Cuando era pequeño, en la casa de mi abuelo en Villa Alemana, había un gran patio lleno de árboles frutales. En el fondo del patio, había una enorme higuera, a unos metros del muro que daba a la casa de atrás. Era el árbol perfecto, de tronco grueso, ramas firmes y abundantes, y muñones que parecían haber sido hechos para trepar. Además, daba unos higos muy dulces con los que, cada verano, mi abuela hacia mermelada para la once.
Este árbol, que nadie exactamente recordaba haber plantado, tenía cierto poder sobre nosotros, los cuatro primos más pequeños. Una atracción que no podíamos resistir o explicar. Siempre fue el centro de nuestros juegos. El castillo de nuestros caballeros, el templo de nuestros indios de plástico, la cárcel de nuestro “paco-ladrón”. Soñábamos con llegar a la copa y ver el horizonte, pero éramos demasiado pequeños, nuestras piernas cortas y nuestros brazos débiles. Así que nos conformábamos con jugar a su alrededor, e imaginar entre sueños despiertos las maravillas que podríamos ver desde lo más alto del árbol, lugar desde el cual, según nosotros, podríamos ver hasta el fin del mundo.
Pero lo que más atraía nuestra atención cuando nos imaginábamos a nosotros mismos en la cima, era poder ver la casa que estaba atrás. Era una casa vieja, muy antigua, a la cual ladraban los perros de mi abuelo en las noches.

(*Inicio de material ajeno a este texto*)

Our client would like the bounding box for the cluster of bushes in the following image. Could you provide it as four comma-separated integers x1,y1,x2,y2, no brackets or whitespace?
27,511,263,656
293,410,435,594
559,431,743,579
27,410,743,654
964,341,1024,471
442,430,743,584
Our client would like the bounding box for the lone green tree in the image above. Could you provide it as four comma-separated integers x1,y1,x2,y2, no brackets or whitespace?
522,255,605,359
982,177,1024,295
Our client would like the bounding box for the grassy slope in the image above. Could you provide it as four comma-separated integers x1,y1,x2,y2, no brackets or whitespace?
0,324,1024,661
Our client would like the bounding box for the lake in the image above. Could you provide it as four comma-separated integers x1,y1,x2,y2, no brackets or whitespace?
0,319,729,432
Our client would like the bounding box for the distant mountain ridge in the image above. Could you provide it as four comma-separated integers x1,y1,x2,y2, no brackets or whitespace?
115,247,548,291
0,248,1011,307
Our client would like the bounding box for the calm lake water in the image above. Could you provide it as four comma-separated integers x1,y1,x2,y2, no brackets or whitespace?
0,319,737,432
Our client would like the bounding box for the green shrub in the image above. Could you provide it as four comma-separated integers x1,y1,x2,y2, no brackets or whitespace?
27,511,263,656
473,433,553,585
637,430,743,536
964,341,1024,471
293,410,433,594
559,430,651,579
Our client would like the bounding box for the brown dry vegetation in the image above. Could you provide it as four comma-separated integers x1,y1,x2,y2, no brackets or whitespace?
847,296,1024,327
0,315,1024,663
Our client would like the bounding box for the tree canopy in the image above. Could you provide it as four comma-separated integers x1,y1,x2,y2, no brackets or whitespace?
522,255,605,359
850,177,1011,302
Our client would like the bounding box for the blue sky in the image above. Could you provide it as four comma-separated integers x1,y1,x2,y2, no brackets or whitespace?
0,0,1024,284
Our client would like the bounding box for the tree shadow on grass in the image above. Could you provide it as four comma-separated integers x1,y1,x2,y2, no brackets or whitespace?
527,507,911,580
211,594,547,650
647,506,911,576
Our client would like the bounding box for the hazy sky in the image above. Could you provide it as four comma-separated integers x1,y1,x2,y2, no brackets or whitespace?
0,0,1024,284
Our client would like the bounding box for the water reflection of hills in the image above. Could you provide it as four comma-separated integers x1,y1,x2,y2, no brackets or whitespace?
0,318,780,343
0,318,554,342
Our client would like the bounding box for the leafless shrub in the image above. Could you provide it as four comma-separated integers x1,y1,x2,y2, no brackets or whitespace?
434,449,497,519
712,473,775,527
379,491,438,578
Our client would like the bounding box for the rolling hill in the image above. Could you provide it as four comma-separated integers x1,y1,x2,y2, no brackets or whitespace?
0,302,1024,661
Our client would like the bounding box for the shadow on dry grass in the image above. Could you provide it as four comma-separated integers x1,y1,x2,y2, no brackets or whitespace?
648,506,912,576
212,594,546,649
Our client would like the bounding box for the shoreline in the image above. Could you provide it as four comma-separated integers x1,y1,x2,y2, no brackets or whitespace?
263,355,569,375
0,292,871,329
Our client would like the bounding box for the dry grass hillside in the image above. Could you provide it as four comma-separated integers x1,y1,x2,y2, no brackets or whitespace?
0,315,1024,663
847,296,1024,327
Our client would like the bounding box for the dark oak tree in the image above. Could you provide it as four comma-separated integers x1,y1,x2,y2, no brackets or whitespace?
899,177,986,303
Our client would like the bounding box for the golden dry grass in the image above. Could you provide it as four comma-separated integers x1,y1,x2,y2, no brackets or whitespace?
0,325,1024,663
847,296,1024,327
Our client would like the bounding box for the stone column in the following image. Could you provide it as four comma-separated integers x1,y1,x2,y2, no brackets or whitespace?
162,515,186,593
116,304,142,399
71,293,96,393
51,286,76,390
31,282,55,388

Según los mayores, la casa estaba abandonada hace años, antes de construirse la nuestra.
Los años pasaron, y de repente, nos supimos lo suficientemente grandes para subir a la gran higuera, que se había transformado ya en una obsesión en nuestros juegos e ilusiones infantiles.
Mis primos y yo, esperamos a que los mayores salieran, y madres y abuela estuvieran en la cocina, preparando la once. Era verano, una tarde de domingo, cuando el cielo se torna anaranjado y las nubes púrpuras, dándole un aire mágico a la épica aventura por subir y ver lo que había “más allá”. El extraño árbol ya parecía llamarnos a gritos.

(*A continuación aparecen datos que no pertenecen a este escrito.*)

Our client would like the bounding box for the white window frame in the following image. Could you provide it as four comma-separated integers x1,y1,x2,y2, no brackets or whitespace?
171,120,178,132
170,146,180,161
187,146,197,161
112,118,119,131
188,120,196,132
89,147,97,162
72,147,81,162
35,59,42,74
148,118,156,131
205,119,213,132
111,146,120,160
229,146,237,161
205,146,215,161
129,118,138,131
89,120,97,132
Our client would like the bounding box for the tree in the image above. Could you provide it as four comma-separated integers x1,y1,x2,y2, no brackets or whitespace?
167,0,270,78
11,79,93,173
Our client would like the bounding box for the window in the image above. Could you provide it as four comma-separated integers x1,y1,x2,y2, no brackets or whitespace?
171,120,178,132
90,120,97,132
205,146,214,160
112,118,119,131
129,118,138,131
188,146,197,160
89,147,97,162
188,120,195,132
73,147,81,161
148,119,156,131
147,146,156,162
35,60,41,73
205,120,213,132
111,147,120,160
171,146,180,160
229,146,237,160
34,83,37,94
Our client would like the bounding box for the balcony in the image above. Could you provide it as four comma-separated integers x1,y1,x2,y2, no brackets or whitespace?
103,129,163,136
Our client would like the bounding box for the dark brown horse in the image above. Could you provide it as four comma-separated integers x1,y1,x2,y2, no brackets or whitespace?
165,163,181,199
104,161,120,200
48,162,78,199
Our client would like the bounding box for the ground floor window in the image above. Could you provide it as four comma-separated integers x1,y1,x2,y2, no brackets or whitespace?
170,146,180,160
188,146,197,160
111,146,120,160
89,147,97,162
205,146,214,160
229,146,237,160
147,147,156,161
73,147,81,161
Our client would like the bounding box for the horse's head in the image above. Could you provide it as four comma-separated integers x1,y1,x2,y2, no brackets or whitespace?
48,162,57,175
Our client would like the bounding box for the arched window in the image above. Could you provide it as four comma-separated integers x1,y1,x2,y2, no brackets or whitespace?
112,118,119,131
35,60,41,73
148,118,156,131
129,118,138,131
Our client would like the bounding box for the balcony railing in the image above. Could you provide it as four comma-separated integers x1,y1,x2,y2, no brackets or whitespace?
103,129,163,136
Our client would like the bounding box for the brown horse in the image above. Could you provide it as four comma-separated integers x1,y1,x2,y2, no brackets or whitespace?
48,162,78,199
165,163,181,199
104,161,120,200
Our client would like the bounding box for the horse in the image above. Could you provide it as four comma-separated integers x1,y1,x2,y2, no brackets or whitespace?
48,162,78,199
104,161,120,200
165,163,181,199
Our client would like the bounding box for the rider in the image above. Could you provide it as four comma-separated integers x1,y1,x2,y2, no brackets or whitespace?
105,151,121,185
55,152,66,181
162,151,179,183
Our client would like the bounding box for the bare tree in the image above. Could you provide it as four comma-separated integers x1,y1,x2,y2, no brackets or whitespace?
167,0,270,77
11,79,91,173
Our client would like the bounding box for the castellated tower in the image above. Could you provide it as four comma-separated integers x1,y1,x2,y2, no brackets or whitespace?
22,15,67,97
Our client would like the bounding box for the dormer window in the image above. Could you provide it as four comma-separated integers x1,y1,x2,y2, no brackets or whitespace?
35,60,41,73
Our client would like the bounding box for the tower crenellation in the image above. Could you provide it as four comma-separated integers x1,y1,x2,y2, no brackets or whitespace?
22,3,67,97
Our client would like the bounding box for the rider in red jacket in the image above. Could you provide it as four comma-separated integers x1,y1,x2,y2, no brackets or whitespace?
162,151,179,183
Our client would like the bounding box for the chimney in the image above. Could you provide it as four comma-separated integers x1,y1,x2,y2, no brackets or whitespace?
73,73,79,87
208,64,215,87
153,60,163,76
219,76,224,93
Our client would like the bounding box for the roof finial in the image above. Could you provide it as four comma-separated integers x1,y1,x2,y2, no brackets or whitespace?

El ascenso fue difícil, pero la higuera parecía ayudarnos a cada paso, y nuestra emoción crecía a medida que tomábamos una nueva rama y posábamos un pie sobre un muñón que parecía habernos estado esperando por años. Nos sentíamos grandes, mientras el cielo se veía cada vez mas cerca.
Llegamos a la cima. Éramos los más grandes aventureros del mundo. Celebramos nuestra hazaña, aferrados de las ramas que nos abrazaban en son de bienvenida. Estábamos felices, realizados. Nuestro sueño infantil, esas inalcanzables copas al fin entre nuestras manos. Observamos el mundo, el horizonte con el que tanto habíamos fantaseado. Allí estaba la casa. Se notaba muy vieja, casi en ruinas, y abandonada. La maleza del patio crecida y ramas secas por todas partes. Había algo muy raro en esa casa.
En eso, oímos un ensordecedor grito que nos paralizo del terror y nos heló la sangre. Vino de dentro de las oscuras estancias de la casa. Un brillo metálico apareció en una de las ventanas rotas, y se oyó un fuerte ruido, como un disparo.
Nunca supimos muy bien cómo bajamos de la higuera. Creo que caímos. Cuando nos dimos cuenta ya estábamos dentro de la casa, llorando sobre los delantales de nuestras madres.
Al día siguiente, nuestros padres se juntaron a conversar, pero nunca nos dijeron nada. Éramos muy pequeños. Ese verano, la higuera no dio más frutos, y sus ramas se pudrieron por dentro. Al mes siguiente, mi padre y mi abuelo cortaron la higuera y quemaron los restos.